B.B. : Pour la première sortie en compétition de la DS3, c’est vrai que nous avons réalisé la course parfaite en Irlande. On a consommé de l’essence et des pneus ! Citroën nous avait fixés l’objectif de terminer dans le top 5 au général et de remporter la catégorie deux roues motrices. On a rempli le contrat. Au delà de ça, on a affiné les réglages. Il y a avait du travail et nous avons fait progressé les amortisseurs pour les adapter à l’épreuve. Le moteur a du couple et j’ai vraiment pris du plaisir à piloter avec la boite de vitesses semi-pilotée comme en WRC.
Ce week-end, vous allez prendre part au Rallye Mont-Blanc Morzine dans le cadre de votre engagement en Championnat de France des Rallyes. Serez-vous de nouveau au volant d’une Citroën DS3 ?
B.B. : Non pour cette épreuve, je poursuis avec la Peugeot 207 S2000. C’est Kris Meeke qui va rouler avec la DS3 ce week-end. D’ailleurs on communique au sujet de la voiture. On discute pour faire avancer la DS3.
A part votre engagement en championnat de France des rallyes, vous disputez également le championnat de Pologne où vous être triple champion.

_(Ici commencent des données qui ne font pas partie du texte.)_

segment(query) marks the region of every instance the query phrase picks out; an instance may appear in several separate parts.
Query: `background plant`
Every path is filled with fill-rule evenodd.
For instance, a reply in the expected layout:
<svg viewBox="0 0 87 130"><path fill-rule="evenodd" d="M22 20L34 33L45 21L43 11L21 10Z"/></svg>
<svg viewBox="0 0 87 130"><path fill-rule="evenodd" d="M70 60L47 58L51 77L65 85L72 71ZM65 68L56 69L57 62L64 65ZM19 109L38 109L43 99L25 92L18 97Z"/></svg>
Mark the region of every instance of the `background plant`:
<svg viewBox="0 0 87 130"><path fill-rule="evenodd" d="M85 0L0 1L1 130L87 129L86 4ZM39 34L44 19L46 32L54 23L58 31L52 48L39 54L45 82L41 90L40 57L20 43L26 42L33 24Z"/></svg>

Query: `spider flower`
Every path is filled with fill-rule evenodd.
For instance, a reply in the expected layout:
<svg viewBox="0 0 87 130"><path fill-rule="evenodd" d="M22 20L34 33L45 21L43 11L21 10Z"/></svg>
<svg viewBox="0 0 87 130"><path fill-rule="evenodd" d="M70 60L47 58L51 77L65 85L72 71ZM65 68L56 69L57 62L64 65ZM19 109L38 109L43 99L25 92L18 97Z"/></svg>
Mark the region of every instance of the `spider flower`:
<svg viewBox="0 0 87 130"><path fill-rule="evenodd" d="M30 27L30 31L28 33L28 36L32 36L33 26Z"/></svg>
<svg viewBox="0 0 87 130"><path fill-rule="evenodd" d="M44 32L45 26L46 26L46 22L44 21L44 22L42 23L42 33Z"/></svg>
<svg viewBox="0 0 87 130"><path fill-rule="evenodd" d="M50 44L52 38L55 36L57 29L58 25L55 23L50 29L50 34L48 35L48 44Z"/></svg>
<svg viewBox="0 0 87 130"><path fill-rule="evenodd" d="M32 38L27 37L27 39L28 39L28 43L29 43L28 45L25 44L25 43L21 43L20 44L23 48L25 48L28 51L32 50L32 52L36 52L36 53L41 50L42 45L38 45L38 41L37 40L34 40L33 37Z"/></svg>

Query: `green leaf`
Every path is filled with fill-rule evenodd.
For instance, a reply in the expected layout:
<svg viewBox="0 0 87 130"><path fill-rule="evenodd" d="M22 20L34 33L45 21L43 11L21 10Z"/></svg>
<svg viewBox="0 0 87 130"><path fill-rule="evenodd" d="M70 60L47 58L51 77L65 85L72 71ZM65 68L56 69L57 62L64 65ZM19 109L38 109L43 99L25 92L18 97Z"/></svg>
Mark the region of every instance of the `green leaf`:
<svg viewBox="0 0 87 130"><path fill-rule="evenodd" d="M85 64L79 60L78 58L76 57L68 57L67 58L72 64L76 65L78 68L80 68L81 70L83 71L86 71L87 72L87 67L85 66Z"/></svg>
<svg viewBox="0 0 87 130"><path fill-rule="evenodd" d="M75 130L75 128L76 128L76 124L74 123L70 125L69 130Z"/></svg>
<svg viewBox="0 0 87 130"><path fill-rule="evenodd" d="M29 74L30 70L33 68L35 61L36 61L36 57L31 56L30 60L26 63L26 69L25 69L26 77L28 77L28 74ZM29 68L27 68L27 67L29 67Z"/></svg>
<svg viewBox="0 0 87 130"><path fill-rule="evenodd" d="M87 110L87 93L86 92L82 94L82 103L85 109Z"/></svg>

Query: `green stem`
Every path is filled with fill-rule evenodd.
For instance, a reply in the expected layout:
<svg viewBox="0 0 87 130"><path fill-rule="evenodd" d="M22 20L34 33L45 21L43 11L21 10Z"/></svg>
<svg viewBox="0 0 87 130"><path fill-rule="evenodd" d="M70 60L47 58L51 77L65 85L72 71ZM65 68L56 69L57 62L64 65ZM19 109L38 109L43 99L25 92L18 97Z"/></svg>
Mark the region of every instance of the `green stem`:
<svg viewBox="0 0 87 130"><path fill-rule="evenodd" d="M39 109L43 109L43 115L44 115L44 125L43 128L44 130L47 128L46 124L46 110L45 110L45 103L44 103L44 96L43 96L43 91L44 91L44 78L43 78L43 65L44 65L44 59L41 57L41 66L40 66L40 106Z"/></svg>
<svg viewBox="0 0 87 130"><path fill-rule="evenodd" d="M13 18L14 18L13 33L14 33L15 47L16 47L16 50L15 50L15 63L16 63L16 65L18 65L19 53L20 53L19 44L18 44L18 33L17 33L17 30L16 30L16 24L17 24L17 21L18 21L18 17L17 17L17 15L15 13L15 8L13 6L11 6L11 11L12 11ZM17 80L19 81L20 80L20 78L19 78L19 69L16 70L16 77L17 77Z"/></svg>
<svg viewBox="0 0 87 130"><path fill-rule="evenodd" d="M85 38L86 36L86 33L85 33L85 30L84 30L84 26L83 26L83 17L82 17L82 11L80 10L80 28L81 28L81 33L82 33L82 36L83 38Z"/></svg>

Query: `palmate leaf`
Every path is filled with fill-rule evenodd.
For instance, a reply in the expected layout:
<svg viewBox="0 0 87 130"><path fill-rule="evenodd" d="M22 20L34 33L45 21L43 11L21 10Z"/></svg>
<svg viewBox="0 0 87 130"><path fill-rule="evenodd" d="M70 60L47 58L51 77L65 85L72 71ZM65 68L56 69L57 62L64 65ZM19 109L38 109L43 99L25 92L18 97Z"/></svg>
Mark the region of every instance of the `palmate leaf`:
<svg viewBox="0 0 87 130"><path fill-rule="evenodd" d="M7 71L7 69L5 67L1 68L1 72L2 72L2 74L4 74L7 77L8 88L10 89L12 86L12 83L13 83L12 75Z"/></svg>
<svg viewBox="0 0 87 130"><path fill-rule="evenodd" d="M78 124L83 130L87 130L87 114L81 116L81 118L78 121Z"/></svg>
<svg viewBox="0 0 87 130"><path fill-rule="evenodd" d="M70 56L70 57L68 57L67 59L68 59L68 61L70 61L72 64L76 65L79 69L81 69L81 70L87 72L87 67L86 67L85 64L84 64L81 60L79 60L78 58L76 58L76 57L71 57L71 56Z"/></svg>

Pourquoi cet exil à l’Est ?
B.B. : En 2004, j’ai disputé une épreuve au volant d’une 206 S1600. Ça s’est bien passé et Peugeot Pologne a voulu engager un pilote. C’est une belle histoire parce qu’au début, j’ai disputé deux, trois courses puis cinq, six avant de décrocher le titre puis un deuxième et un troisième ! Cette saison, il me reste encore deux épreuves à courir. Je suis 4e du classement mais je n’ai pas pu me rendre sur toutes les manches à cause de mon engagement en Championnat de France. A présent, il faudrait un miracle pour signer un 4e titre.
Quels sont vos projets pour la suite de la saison ?
B.B. : Pour l’instant, je n’ai rien de concret en IRC. Je vais peut-être disputer le Sanremo (23-25 septembre), soit au volant de la DS3 R3, soit derrière celui de la Peugeot 207 S2000. Sinon, je termine la saison en championnat de France des rallyes ainsi qu’en Pologne. Mais je suis ouvert à tout. Plus je roule et plus je suis heureux. C’est sûr que ce serait fantastique d’avoir un programme complet en IRC. L’IRC c’est le top mais je ne veux pas laisser tomber la Pologne non plus. On va voir ce qu’il adviendra dans les prochaines semaines.